The Truth about Truth. How Truth has used UX best practices and patterns to successfully radicalize users and foster extremism.
Back in February, the much-anticipated “Truth Social” app was launched. Intended to be a social network for “Truth”, it’s essentially a carbon copy of Twitter, except instead of Tweets, you write and share “Truths”.
When it launched, a lot of people smirked at reports of people having issues signing up or getting in in the first place. It certainly wasn’t a smooth launch, and there was a sense that something launching this broken probably wouldn’t amount to much.
However, quietly and without much noise, it’s been gaining hundreds of thousands of active users and become a hive for right-wing evangelic extremism, an echo chamber in which Trump rules and anyone against him is attacked. Indeed, it has been the number 1 downloaded app in the US at times and still sits comfortably within the top 10.
Back in August, it briefly returned to headlines for getting banned from the Play Store due to concerns with the moderation of content. So I decided to check it out for myself and see how it had been designed and exactly what was going on.
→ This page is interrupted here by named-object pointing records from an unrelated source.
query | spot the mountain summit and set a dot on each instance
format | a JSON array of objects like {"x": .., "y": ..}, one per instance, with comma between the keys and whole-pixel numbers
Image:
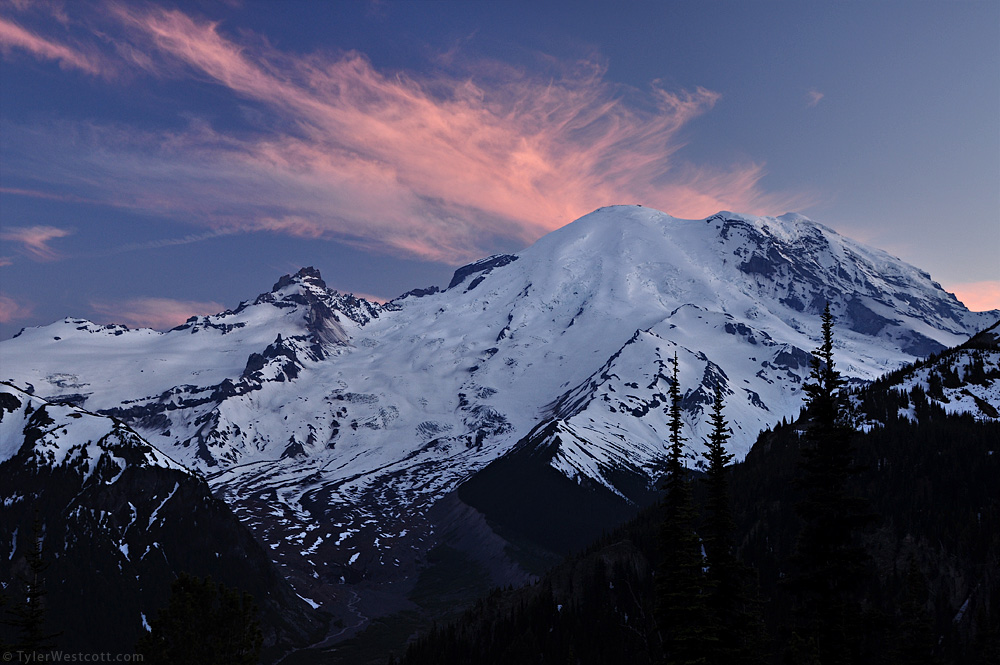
[{"x": 337, "y": 427}]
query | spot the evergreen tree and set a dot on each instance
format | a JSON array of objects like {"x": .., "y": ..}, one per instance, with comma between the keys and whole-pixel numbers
[
  {"x": 204, "y": 623},
  {"x": 733, "y": 607},
  {"x": 681, "y": 585},
  {"x": 915, "y": 639},
  {"x": 28, "y": 618},
  {"x": 828, "y": 563}
]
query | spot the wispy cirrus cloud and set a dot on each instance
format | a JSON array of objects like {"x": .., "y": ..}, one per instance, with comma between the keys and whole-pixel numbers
[
  {"x": 15, "y": 37},
  {"x": 439, "y": 166},
  {"x": 157, "y": 313},
  {"x": 978, "y": 296},
  {"x": 34, "y": 240},
  {"x": 13, "y": 310}
]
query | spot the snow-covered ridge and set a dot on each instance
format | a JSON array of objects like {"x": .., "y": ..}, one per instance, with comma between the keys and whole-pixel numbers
[
  {"x": 309, "y": 409},
  {"x": 62, "y": 436}
]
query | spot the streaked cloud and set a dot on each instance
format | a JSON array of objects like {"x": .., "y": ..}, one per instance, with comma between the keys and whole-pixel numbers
[
  {"x": 14, "y": 37},
  {"x": 443, "y": 166},
  {"x": 12, "y": 310},
  {"x": 34, "y": 240},
  {"x": 978, "y": 296},
  {"x": 157, "y": 313}
]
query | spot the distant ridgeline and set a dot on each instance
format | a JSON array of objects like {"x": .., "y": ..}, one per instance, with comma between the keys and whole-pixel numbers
[{"x": 925, "y": 462}]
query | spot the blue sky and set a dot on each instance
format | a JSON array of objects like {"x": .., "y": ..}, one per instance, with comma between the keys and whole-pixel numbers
[{"x": 159, "y": 160}]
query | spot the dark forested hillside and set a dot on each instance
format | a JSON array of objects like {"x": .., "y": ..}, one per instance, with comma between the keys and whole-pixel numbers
[{"x": 927, "y": 481}]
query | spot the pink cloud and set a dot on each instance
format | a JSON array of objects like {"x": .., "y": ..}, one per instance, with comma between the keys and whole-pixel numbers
[
  {"x": 12, "y": 310},
  {"x": 978, "y": 296},
  {"x": 442, "y": 167},
  {"x": 34, "y": 240},
  {"x": 14, "y": 36},
  {"x": 157, "y": 313}
]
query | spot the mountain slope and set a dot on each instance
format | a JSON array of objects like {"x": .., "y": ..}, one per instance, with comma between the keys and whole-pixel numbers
[
  {"x": 333, "y": 426},
  {"x": 118, "y": 521}
]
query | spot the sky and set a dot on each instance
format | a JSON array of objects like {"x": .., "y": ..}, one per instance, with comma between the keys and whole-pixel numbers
[{"x": 165, "y": 159}]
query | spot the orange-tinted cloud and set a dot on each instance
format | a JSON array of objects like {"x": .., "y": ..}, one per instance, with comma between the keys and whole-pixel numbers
[
  {"x": 813, "y": 97},
  {"x": 12, "y": 310},
  {"x": 34, "y": 240},
  {"x": 978, "y": 296},
  {"x": 13, "y": 36},
  {"x": 443, "y": 166},
  {"x": 157, "y": 313}
]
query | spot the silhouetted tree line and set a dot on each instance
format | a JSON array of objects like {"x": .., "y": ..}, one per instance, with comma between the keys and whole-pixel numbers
[{"x": 825, "y": 545}]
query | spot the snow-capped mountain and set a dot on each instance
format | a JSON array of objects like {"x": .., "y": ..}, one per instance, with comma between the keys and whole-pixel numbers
[
  {"x": 333, "y": 425},
  {"x": 118, "y": 520}
]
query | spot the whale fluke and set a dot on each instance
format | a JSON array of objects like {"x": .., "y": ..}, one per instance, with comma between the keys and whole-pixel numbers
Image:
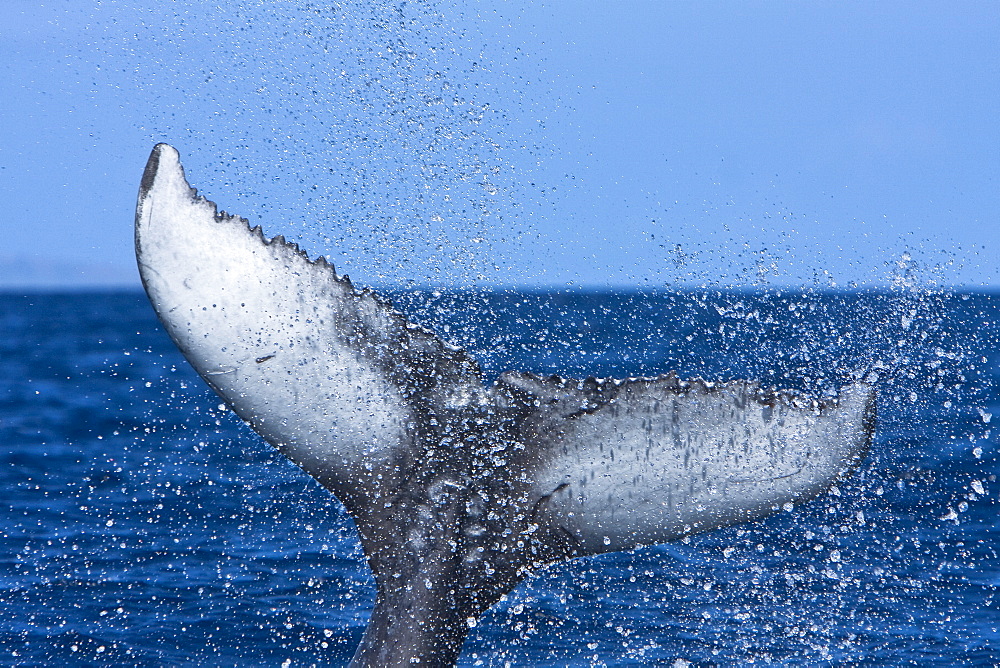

Spoiler — as you can tell by the title, I think this app isn’t just an example of deceptive UX patterns. I think this app is dangerous. It has been designed to funnel people into a vacuum of evangelical radicalization, and I believe it’s very successful in this.
It is not an app to casually download and check out. I am not doing this lightly or “out of curiosity”. I am looking because I am concerned that the initial issues it faced at launch mean it’s not taken seriously.
“Big Tent” means encompassing a range of views from across the political spectrum. Surprise! This app does not mean that at all. Right from the top of the funnel, Trump’s voice is clear.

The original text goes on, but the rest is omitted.